First of all, I thank you all for the points you've raised, I'm totally open for confrontation.
This is very different than I had assumed. The vision and direction of the project seems to be going FAR beyond just adding Tamriel continent to Daggerfall. Appears to include hardcoding whatever subjective gameplay additions, mechanics and major changes (possibly lore-breaking) that are "essential" to the creator's playstyle. No disrespect whatsoever about this, all cool, I just didn't realize.
Up to this point in development, the only things that's been added outside what was strictly necessary for the expanded map to work have been roads and tracks, and even that is still activated through a modified version on Hazelnut's Basic Roads mod, mainly because it was easier that way
(What I mean is, it's still a mod that can be enabled in the mod window. But I'm not sure that, when I'll have made all that I intend to build around roads and tracks, disabling it wouldn't break anything)
There are other subjective gameplay additions that will work the same way, and for the same reasons, and Climate&Calories will probably be among those.
The idea behind the eventual changes is that the aim of the project is to add Tamriel continent (and beyond) to Daggerfall
and to make it feel like a real, huge space, and I that like fast travel is the contrary of what I'm trying to attain. What is the purpose of a landmass the size of Europe if what I'm doing is just teleporting from one location to the other? I understand this was perfectly reasonable in vanilla DF since the wilderness had literally nothing to offer, but what if that wilderness was interesting to explore?

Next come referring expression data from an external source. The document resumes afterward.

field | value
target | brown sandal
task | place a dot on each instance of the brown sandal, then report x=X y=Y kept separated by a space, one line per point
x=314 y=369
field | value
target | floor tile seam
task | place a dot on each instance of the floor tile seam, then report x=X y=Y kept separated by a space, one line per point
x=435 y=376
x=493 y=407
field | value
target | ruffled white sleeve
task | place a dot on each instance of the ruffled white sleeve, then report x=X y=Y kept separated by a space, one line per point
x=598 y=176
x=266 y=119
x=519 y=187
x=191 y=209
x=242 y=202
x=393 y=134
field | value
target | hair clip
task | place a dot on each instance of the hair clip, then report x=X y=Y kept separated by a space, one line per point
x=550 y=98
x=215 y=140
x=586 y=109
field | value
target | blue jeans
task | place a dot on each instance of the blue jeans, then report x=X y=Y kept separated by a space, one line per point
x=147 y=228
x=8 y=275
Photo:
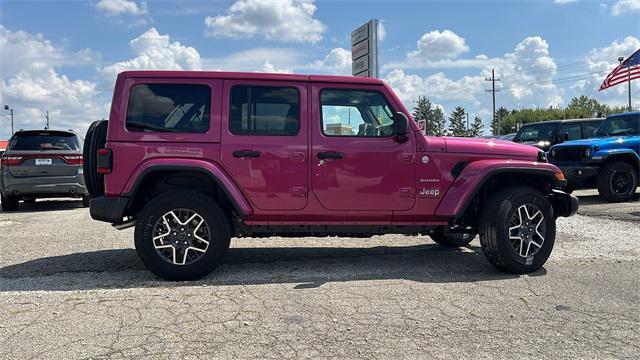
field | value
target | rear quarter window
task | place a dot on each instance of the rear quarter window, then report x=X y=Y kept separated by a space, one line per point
x=44 y=142
x=169 y=108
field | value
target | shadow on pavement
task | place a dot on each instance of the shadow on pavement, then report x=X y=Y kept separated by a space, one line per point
x=47 y=205
x=308 y=267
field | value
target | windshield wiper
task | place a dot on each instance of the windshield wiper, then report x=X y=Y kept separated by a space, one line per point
x=146 y=126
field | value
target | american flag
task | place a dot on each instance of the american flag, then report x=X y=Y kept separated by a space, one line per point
x=627 y=71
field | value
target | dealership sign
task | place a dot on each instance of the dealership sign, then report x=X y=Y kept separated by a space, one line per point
x=364 y=50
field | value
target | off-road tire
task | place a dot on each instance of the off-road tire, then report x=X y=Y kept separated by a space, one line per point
x=494 y=229
x=605 y=186
x=9 y=203
x=200 y=203
x=96 y=139
x=452 y=240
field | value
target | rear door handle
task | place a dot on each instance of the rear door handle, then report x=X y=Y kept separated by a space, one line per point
x=330 y=155
x=246 y=154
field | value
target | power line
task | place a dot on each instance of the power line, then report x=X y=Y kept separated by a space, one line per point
x=493 y=95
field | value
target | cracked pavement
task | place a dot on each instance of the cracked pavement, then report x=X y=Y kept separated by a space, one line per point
x=74 y=288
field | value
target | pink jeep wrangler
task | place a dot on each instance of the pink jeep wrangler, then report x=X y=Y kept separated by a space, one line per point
x=195 y=158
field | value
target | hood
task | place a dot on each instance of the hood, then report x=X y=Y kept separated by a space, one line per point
x=490 y=147
x=542 y=145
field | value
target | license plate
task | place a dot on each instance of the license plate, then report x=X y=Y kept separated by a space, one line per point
x=43 y=162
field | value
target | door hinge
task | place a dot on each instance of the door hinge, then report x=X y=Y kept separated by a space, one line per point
x=408 y=157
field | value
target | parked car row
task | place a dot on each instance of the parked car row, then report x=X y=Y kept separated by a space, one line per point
x=593 y=153
x=609 y=160
x=41 y=163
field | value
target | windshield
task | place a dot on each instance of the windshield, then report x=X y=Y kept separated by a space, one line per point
x=537 y=132
x=620 y=125
x=44 y=141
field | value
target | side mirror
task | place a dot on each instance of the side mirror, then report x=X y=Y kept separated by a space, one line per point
x=400 y=125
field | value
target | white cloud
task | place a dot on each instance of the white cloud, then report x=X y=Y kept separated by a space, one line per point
x=436 y=45
x=282 y=20
x=30 y=84
x=118 y=7
x=599 y=63
x=156 y=52
x=525 y=74
x=623 y=7
x=337 y=62
x=257 y=59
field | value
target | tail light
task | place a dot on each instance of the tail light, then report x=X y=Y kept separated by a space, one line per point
x=12 y=160
x=73 y=159
x=104 y=161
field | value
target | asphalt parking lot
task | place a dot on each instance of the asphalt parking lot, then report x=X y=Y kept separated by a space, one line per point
x=71 y=287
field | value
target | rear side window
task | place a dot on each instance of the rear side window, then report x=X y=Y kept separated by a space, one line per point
x=259 y=110
x=169 y=108
x=44 y=142
x=573 y=130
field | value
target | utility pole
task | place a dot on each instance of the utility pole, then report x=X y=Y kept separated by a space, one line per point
x=6 y=107
x=621 y=59
x=467 y=114
x=493 y=94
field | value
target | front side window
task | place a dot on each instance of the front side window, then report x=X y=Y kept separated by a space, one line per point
x=620 y=125
x=590 y=128
x=360 y=113
x=169 y=108
x=537 y=132
x=261 y=110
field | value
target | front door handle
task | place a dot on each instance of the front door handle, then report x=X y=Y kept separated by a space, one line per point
x=246 y=154
x=330 y=155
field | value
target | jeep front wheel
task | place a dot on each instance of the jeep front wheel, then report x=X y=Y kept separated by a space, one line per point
x=617 y=181
x=517 y=230
x=182 y=235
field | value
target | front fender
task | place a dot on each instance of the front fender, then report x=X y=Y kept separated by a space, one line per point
x=476 y=173
x=213 y=170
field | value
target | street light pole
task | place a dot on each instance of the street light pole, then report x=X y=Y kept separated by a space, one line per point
x=6 y=107
x=621 y=59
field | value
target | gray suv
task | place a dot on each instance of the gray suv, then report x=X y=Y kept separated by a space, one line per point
x=41 y=164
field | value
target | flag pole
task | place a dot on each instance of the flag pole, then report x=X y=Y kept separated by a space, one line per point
x=621 y=59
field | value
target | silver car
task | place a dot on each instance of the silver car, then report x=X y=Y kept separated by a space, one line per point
x=41 y=164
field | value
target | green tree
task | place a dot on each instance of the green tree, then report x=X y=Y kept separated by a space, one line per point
x=424 y=109
x=438 y=122
x=477 y=128
x=457 y=126
x=584 y=107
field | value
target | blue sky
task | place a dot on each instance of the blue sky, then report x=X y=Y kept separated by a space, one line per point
x=63 y=55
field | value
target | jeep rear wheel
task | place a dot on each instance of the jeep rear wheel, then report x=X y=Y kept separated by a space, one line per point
x=451 y=239
x=182 y=235
x=617 y=181
x=517 y=230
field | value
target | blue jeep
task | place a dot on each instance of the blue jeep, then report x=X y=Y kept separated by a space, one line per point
x=609 y=162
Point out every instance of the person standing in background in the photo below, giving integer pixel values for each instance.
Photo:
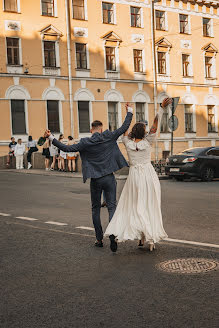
(71, 157)
(32, 147)
(53, 154)
(11, 150)
(46, 153)
(19, 154)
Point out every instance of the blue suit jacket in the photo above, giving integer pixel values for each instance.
(100, 153)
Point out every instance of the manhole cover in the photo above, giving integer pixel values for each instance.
(190, 265)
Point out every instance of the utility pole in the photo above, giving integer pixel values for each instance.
(154, 69)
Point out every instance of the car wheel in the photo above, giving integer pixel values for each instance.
(179, 178)
(207, 174)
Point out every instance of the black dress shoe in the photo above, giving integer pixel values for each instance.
(113, 243)
(98, 243)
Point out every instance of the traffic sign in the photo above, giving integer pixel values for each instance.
(173, 123)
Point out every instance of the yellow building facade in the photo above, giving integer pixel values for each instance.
(65, 63)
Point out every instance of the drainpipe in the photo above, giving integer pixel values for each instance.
(68, 29)
(154, 69)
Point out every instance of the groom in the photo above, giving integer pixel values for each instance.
(100, 157)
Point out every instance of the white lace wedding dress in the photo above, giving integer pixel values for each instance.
(139, 208)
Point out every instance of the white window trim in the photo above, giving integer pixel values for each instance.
(61, 125)
(20, 51)
(114, 13)
(85, 10)
(18, 6)
(22, 136)
(55, 9)
(215, 119)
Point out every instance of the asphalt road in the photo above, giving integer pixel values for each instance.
(53, 276)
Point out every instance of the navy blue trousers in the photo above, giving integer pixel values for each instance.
(97, 186)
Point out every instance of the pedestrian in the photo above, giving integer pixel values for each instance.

And, what would be lore-breaking in removing fast-travel?
I'd just create the Tamriel landmass, keep it as vanilla, lore-friendly and compatible as reasonably possible - let mods to do the rest.
As I wrote before, I highly doubt anyone will ever make mods for this project. On top of that, I'm not even sure, when I'll be finished slaughtering IK's code, that this fork will still be mod-firendly
My interpretation of what has been proposed so far:
Quest objective located 5 days travel-time from town
+ 1000s of square miles of space
+ Real-Time Travel Only
+ NPCs only provide vague directions
+ No navigational aids (no compass, map, etc.)
+ Foggy weather
If this happens in real life you're dead lol.
This is an impossible scenario. Never knowing what direction you're facing, when even with a compass you can easily be off by a little and miss a location by miles. Climate, weather, time of day, terrain, etc. all play a big factor, can make anything impossible to find - on top of dealing with wilderness encounters and attempting any kind of exploration along the way.
Almost everything right, aside from a couple of fundamental points: roads and tracks would be there, giving some basic but useful ways to find some kind of settlement; maps would be for sale in General Stores, and if you know that a certain road leads to a certain town, well, all you need to do is follow that road; some kind of fast-travel in the form of coaches, ships, Mage Guild to Mage Guild teleport, and so on; and climate-survival advantages that bring back the old good compass.
Filling the wilderness with enough encounters and small areas to explore to make walking for 100s of miles bearable or creating/adding more dungeons and towns closer together so distance between things is more reasonable for walking would put a significant strain on realism and make the world feel extremely small - potentially defeating the purpose of the game.
I admit the idea is to fill
every pixel left empty with some kind of location, but this is still in development, and at the moment I have to take a few thing into consideration. But in any case, those location would not appear on the map even when discovered, and would be so small to be not intrusive, and not easy to find either.
Still much more to say, but not enough time to keep writing. But please keep the discussion going, it does help me reason on what I'm doing. Just remember, when (legitimately) complaining about the subjectivity of some choices, that this whole project is and will be extremely subjective: I draw the political and climate map based loosely on what I read on the UESP, but I made some totally arbitrary choices; right now I'm the only one working on this, with the only, super-important contributions being assets developed by modders for DFU, plus the open source code for said mods I'm scavenging here and there. And much more.